Rus gazeteci Risale-i Nur'un yasaklanmasına hayret etti

Rus gazeteci Risale-i Nur'un yasaklanmasına hayret etti

Dağıstan'da Risale-i Nur hizmetleriyle ilgilenen bir Nur talebesiyle gerçekleitirdiğimiz röportaj...

Röportaj: Abdurrahman Iraz- RisaleHaber

Dağıstan'da Risale-i Nur hizmetleriyle ilgilenen bir Nur talebesiyle gerçekleitirdiğimiz röportaj... (*)

Bize kendini kısaca anlatır mısın?

1981 senesinde dünyaya geldim. Mahaçkala denen şehirde oturuyordum. Küçükken camilere giderdik. Zaten Dağıstan’da her yer cami, Rusya’nın en dindar yeri.

Dağıstan Türk bölgesi değil mi?

Türk bölgesi değil.

Rusya’nın sınırları içinde mi?

Evet, Rusya’nın sınırları içinde.

Yani Dağıstan, Azerbaycan gibi, Türkmenistan gibi, Kazakistan gibi bir ülke değil mi?

Yok değil, Rusya’nın içinde. Ama çok dindar bir yer. Yüzde 99’u Müslüman.

Dağıstan Sovyetlerden önce müstakil bir devlet değil miydi?

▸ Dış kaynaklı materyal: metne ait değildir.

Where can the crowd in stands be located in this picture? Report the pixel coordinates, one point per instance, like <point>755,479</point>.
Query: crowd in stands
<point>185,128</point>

Hayır. Şeyh Şamil’in zamanından sonra uzun savaş olmuş. Fakat Rusya’nın terkibi içinde kalmış.

Risale-i Nur’u ilk defa nasıl tanıdın?

1998’de biz camiye gidiyorduk. Oraya Azerbaycan’dan Said ağabey gelmişti. Onlar mescitte ders yapıyorlardı. İmam da namazdan sonra ‘Büyük bir âlim var Said Nursi. O’nun talebeleri geldiler. Biraz dinleyelim’ dedi. Kimisi dinlemedi gitti. Biz oturup dinledik. Ve o şekilde tanışmış olduk

Risale-i Nur’u ilk defa o gün mü duymuştun.

Evet.

Hangi ders yapıldı? Neresi okundu hatırlıyor musun?

Tam hatırlamıyorum ama Said ağabeyin ki kendisi Azeri Türklerindendi, uhuvvetten ve ihlâstan sohbetleri çok hoşuma gitmişti. Davet ettiler dershaneye ama ben gitmedim.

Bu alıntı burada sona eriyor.